Residents hear new details on MAPS 4 mental health proposal at town hall
Daily Oklahoman - 7/30/2019
Jul. 30--New details about what a mental health package would look like if included in MAPS 4 were discussed Monday night during Oklahoma County Commissioner Carrie Blumert's mental health town hall.
Dozens gathered at NorthCare, a mental health treatment facility in Oklahoma City, to learn more details about the proposal and to hear from a panel of service providers on why this type of package is needed.
The plan is to ask the Oklahoma City City Council to give an undisclosed amount to fund a crisis center, a restoration center and 30 transitional housing units for those coming out of treatment or jail.
Blumert said each section of the plan will serve a different purpose, but ultimately lead to the same goal: Keep those with mental illness and addictions out of the county jail.
"Nearly one out of five Oklahoma County residents needs mental health treatment," Blumert said. "And more than four out of five Oklahoma County residents is not receiving the treatment they need. That's a huge number.
"This could be a safety net for people who don't need to be taken to jail, but really need treatment and support."
Crisis centers are currently restricted to only having 16 beds per facility, so there is not enough space for the amount of people suffering acute mental health crises.
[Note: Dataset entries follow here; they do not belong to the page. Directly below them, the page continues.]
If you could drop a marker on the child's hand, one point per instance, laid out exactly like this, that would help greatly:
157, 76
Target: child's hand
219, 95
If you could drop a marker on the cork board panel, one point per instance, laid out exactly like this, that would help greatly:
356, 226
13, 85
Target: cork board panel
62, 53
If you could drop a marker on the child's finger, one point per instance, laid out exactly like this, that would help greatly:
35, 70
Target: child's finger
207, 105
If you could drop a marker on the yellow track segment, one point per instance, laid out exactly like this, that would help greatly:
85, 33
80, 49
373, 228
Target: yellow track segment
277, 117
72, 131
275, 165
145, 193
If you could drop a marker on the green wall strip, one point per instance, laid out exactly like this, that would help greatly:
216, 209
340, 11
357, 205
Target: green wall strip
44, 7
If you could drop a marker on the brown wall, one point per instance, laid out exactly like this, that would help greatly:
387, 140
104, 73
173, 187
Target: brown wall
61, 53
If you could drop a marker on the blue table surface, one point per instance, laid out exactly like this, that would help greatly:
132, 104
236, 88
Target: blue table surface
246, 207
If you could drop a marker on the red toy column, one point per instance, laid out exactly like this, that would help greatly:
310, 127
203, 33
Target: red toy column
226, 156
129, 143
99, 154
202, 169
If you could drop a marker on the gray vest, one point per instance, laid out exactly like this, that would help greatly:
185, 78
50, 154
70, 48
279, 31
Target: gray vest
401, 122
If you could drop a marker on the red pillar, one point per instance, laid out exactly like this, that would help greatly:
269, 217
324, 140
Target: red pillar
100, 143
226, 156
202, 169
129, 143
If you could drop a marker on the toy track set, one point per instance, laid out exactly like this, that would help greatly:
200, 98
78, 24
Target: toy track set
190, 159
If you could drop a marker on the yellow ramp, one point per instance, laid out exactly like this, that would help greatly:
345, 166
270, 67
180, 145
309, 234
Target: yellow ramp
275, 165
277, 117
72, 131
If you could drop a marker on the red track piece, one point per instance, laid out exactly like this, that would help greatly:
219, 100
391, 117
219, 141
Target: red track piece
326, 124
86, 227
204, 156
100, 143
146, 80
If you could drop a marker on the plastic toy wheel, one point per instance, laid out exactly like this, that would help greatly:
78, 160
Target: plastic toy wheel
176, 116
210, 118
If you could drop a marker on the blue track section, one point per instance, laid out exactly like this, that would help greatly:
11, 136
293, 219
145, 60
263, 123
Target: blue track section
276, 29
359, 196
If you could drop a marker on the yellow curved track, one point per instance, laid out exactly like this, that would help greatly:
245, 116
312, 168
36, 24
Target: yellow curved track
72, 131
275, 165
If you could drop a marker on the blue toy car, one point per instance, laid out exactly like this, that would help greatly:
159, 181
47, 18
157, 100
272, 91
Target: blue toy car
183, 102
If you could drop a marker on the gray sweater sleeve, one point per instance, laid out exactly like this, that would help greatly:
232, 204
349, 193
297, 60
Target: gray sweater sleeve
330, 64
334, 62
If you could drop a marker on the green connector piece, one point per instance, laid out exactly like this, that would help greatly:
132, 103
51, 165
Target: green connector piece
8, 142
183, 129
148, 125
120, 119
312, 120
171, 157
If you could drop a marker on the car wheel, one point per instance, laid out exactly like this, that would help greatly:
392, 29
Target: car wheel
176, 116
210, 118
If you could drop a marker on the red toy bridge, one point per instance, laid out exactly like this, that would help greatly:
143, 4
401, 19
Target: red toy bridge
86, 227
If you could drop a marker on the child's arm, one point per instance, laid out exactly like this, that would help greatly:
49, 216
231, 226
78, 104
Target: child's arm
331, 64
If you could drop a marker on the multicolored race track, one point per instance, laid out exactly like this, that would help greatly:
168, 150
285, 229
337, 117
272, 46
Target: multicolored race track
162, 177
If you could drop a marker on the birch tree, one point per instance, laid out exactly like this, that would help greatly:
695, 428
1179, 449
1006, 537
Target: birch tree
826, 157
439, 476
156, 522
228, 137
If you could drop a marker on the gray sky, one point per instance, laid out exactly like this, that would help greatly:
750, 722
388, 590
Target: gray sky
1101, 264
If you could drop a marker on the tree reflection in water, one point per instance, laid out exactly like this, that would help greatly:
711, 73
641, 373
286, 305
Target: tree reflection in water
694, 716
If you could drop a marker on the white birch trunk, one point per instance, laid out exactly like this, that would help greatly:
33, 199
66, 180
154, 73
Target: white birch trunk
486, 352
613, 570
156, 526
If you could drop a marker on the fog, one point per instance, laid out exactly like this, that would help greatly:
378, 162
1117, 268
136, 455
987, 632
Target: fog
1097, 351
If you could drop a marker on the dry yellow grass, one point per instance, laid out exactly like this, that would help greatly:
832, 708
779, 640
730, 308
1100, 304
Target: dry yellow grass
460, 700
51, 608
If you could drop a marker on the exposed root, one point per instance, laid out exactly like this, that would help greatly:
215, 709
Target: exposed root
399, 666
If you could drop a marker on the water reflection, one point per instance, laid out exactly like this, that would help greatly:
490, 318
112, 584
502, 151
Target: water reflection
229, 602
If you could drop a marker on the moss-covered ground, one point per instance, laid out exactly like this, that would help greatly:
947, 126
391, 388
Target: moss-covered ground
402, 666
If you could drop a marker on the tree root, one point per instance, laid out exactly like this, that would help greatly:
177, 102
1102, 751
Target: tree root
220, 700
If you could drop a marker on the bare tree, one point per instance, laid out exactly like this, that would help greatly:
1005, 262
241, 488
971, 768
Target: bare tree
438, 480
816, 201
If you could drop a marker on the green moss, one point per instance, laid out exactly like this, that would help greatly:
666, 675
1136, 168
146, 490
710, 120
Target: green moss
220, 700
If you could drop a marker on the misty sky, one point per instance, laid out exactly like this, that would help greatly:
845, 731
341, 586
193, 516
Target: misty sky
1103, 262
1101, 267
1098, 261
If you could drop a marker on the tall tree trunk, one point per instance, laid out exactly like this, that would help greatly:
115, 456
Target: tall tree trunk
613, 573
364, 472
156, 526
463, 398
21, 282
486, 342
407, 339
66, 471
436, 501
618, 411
Stays in these facilities range from one to three days, said panelist Randy Tate, who works at NorthCare.
The idea for a restoration center is based off of a similar concept in San Antonio, where patients can receive several types of services, including detox, substance abuse treatment, counseling, medications and more.
And Blumert said funding 30 transitional housing units will keep those who are released from jail or another treatment facility from having nowhere to go and ending up homeless.
Panelist Natasha Webb is a private mental health practitioner who used to work in the county jail and said she often struggles to find a place to take someone experiencing an acute crisis. She believes this proposal would provide options.
"I could have a real phone number for a real person that can help me," Webb said.
Panelist Tara Hardin supervises mental health in the jail for the county sheriff's office and said officers have similar concerns of not knowing where to place someone who is suffering.
"We have to change our mindset," Hardin said. "We have to change the way we address mental illness. The criminal justice system is not the place for them."
But attendees focused in on a point of concern -- even if the city provides the funding to build these types of facilities, how will struggling state, private and non-profit service providers have the money to be able to run them?
Blumert said she has been working to find solutions, which will likely include a mix of lobbying the state Legislature for more mental health funding, private donations, federal dollars and multiple service providers participating.
Suggestions and ideas brought up during the town hall will be used to tweak the final plan and funding amounts, which won't be unveiled to the public until the Aug. 6 city council meeting.
"I wanted to make sure that this proposal involved the entire mental health and addiction community," Blumert said. "The community organizing aspect to it is really, really important to me because this issue affects everyone."